つまみ類はすべて「削り出し」で、丸いつまみは「ヘアライン」「ローレット」「ダイヤカット」と手間のかかる作りで高級感がある。
パネルの文字はシルク印刷ではなく、すべて「掘り込み」で塗料を流し込んである。
日本国内ではそれほど人気がなかったが、海外ではそこそこ売れたらしい。
ヤフオクでも根強い人気があり、定価の6割で手に入れた。
このアンプは、現在のデジタルアンプでおなじみのスイッチング電源を、「パルスロック電源」の名前で初めて製品化した。
他のメーカーでも、ヤマハが「X電源」という名前で何機種か搭載していたが、いつの間にか消えてしまった。

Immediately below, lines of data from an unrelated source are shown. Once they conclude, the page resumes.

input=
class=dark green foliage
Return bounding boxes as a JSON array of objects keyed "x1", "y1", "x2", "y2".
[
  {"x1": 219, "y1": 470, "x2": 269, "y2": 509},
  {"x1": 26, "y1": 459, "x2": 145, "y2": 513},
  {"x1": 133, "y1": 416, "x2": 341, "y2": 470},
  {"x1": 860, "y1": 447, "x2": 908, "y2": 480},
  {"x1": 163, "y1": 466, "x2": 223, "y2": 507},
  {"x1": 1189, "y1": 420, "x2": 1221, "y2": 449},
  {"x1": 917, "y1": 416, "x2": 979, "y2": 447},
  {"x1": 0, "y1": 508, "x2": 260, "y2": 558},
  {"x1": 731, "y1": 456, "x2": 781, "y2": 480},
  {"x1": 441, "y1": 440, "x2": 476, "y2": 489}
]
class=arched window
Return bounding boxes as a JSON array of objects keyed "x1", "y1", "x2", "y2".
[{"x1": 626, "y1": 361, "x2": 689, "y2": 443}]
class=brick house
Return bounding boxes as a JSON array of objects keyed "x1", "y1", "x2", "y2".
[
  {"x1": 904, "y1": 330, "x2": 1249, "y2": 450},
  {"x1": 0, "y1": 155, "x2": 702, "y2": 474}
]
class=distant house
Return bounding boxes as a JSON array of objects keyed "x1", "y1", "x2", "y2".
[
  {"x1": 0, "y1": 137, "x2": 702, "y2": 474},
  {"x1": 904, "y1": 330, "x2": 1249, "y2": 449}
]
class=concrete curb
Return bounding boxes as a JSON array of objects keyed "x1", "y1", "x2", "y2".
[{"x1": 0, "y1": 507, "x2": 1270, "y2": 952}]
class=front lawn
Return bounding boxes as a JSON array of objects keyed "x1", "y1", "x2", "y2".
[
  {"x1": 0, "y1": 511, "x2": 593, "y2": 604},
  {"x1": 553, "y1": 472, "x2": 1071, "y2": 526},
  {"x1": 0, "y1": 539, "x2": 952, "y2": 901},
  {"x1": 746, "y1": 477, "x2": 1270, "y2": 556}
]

当時は「重い」ことが正義だったので、強大なトランスを使った電源が好まれたのだろう。
美しい大型のメーターは、通常とは異なり針が上下が逆で支点が上になっている。
照明の色は「電球色」、当時はこの「電球色」が普通で「白い光」がオシャレだった。
YAMAHAのNS-2000などは「電球色」を何とか白く見せようと電球を青く塗って「緑白?」の色で、それに憧れていた。
当時はどこを見ても「電球色」ばかりで「白い光」に憧れたのだが、現在は暖か味のある「電球色」がおしゃれに感じてしまう。
古いアンプを修理する際に、世紀の大発明の「白色LED」を使えばよいのに何とか古い電球を探しているのが現状だ。
「電球色」のLEDもあるが、温かみが感じられず本物の「電球」にはかなわない。
YAMAHAのアンプでおなじみの「平たい」セレクターレバーは、対抗心からか「横向き」についている。
今は「オシャレ」に感じるが、当時は「なんかおかしい」と思われたのが人気がなかった原因だろうか。
ボリュームノブは凝った削り出し、「アッテネーター」タイプだが、9時の位置までは「クリック」が付いていない、「クリック」があると小音量時の調整を考慮した心憎い配慮だ。
当時の雑誌に、「トリオのアンプはクリックが32ポイントで小音量時の調整が難しい」と書いてあったのが思い出される。
音は、締まった低音に明るい高音で聞いていて楽しい。
当時のSONYの責任者が「バロック音楽」が好きだったことが影響しているのか「ソニー・トーン」として知られていた音だ。
いわゆる「HIFI」ではないのだが、「聞いてみたくなる」音だ。
アンプは高級になればなるほど「味が薄く」なってしまい、「いいなぁ」とは思っても「聞いてみたい」とは思わない。
「高級料理」と「ジャンクフード」の関係と同じことなのではないかと思ったりする。